Le programme de dessalement en Algérie, qui comprend une dizaine de grandes stations le long de la côte du pays, a déjà été entamé et il coûtera, selon M. Sellal, la bagatelle de 37 milliards de dinars. Il permettra, d’après les prévisions, de fournir de l’eau potable à une population estimée à près de 7 millions de personnes grâce à une production de 1,2 million de m 3, destinée à l’alimentation des grands centres urbains de la bande côtière. C’est très prochainement que la première unité, celle de Kahrama-Arzew, d’une capacité de 90 000 m3/jour, sera livrée pour entrer en production très rapidement.

La production de départ est estimée à 25 000 m3/jour, et les prévisions indiquent que l’unité atteindra un niveau de 60 000 m3/jour au mois d’octobre prochain. L’année 2007 verra l’achèvement de cinq stations, à savoir El-Hamma (capacité de production de 200 000 m3/jour), Skikda (100 000 m3/jour), Beni-Saf (150 000 m3/jour), Mostaganem (100 000 m3/jour) et Tlemcen (100 000 m3/jour). Celles de Jijel et d’El-Kala, dans la wilaya d’El-Tarf, seront achevées au premier trimestre 2009. Mais, une grande inconnue persiste dans ce système de production. Elle concerne le prix de vente de l’eau dessalée, sachant que son prix de revient est très élevé.

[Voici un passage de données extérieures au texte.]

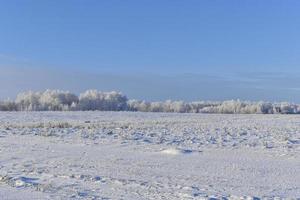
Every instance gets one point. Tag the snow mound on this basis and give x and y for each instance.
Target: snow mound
(176, 151)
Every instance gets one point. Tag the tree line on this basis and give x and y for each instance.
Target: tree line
(92, 100)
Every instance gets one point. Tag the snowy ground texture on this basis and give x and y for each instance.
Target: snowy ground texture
(119, 155)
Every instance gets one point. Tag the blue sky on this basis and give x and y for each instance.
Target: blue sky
(154, 50)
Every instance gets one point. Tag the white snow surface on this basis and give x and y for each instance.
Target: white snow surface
(127, 155)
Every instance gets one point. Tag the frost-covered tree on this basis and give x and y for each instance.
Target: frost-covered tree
(28, 101)
(106, 101)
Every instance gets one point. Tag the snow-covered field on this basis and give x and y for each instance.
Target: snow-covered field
(120, 155)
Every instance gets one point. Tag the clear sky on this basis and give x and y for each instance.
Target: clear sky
(153, 49)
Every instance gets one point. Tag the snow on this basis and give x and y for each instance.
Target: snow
(132, 155)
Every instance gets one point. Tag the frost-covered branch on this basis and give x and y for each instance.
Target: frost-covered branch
(57, 100)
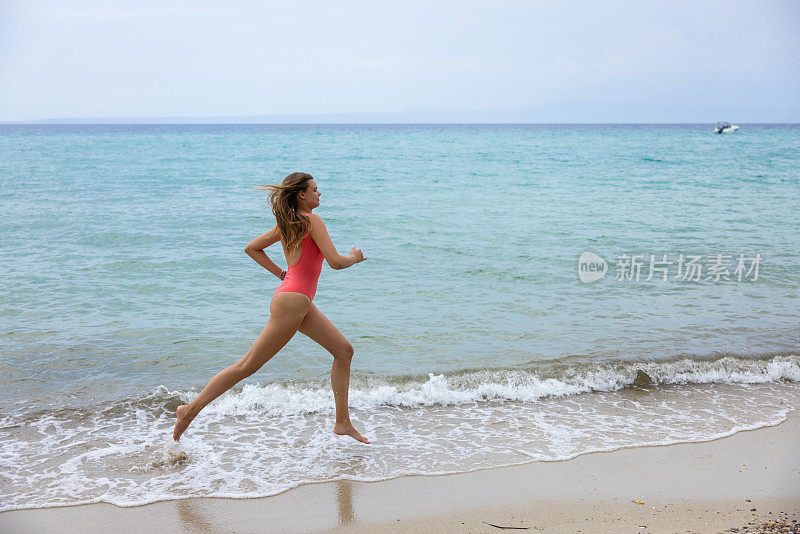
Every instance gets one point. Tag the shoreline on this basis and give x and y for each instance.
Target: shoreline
(694, 487)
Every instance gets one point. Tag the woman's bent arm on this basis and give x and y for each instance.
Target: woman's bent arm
(320, 235)
(255, 249)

Mais le ministre a tenu à répondre à cette question pour tenter de rassurer le citoyen qui appréhende une telle situation.

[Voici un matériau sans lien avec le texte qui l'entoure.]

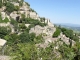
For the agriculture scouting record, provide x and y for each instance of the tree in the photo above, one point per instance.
(9, 7)
(1, 3)
(57, 32)
(4, 31)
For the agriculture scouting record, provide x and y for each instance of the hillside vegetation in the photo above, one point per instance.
(31, 37)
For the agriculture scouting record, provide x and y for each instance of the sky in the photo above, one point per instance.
(58, 11)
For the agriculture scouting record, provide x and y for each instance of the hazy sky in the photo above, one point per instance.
(58, 11)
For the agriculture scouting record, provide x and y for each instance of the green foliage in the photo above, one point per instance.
(34, 22)
(9, 7)
(66, 52)
(1, 3)
(22, 26)
(27, 3)
(69, 33)
(15, 24)
(57, 32)
(4, 31)
(39, 39)
(25, 37)
(16, 8)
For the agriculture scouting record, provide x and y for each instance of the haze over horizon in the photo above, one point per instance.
(58, 11)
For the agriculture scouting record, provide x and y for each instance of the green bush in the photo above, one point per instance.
(4, 31)
(16, 8)
(57, 32)
(1, 3)
(10, 7)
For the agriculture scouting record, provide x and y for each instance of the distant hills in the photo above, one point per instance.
(70, 26)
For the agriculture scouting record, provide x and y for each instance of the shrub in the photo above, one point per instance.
(10, 7)
(57, 32)
(16, 8)
(1, 3)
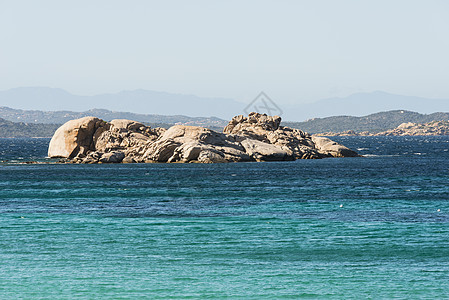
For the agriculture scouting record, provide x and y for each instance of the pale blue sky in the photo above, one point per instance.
(295, 51)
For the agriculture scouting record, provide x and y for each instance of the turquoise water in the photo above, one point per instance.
(373, 227)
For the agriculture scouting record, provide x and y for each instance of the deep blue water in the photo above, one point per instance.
(372, 227)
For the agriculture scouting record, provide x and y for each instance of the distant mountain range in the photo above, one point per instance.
(10, 129)
(373, 123)
(362, 104)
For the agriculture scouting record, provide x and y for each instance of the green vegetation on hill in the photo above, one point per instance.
(373, 123)
(10, 129)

“C’est l’État qui prendra en charge le différentiel dans le cadre de sa politique de service public”, promet-il, précisant que “l’État achètera cette eau à la société de production et la revendra à un prix raisonnable au citoyen”. Au cours de sa visite, M. Sellal a beaucoup insisté sur la notion de gestion de l’eau, préconisant, entre autres, l’informatisation du système et le recours à la gestion déléguée.

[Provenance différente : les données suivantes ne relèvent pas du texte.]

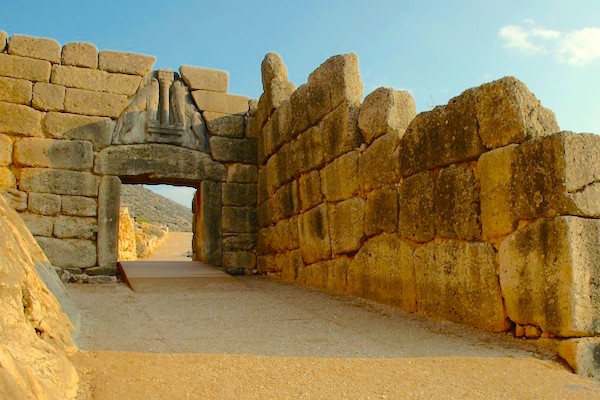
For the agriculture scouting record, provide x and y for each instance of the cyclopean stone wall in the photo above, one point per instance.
(75, 122)
(479, 211)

Concernant ce dernier point, le ministre a annoncé que dans les grandes villes du pays, notamment Alger, Oran, Annaba et Constantine, l’État confiera la gestion de la distribution de l’eau potable à des sociétés à travers ce système de la gestion déléguée. Des avis d’appel d’offres seront lancés en septembre prochain, a indiqué le ministre qui a précisé que cela permettra de faire appel à “une gestion déléguée grâce à un apport extérieur”. Se voulant un peu plus explicite, il a indiqué qu’“il ne s’agit pas d’un système de concession, mais d’une gestion déléguée”. Pour le cas de la capitale, les discussions avec le groupe français Suez semblent très avancées, et l’accord serait, selon M. Sellal, en voie de finalisation.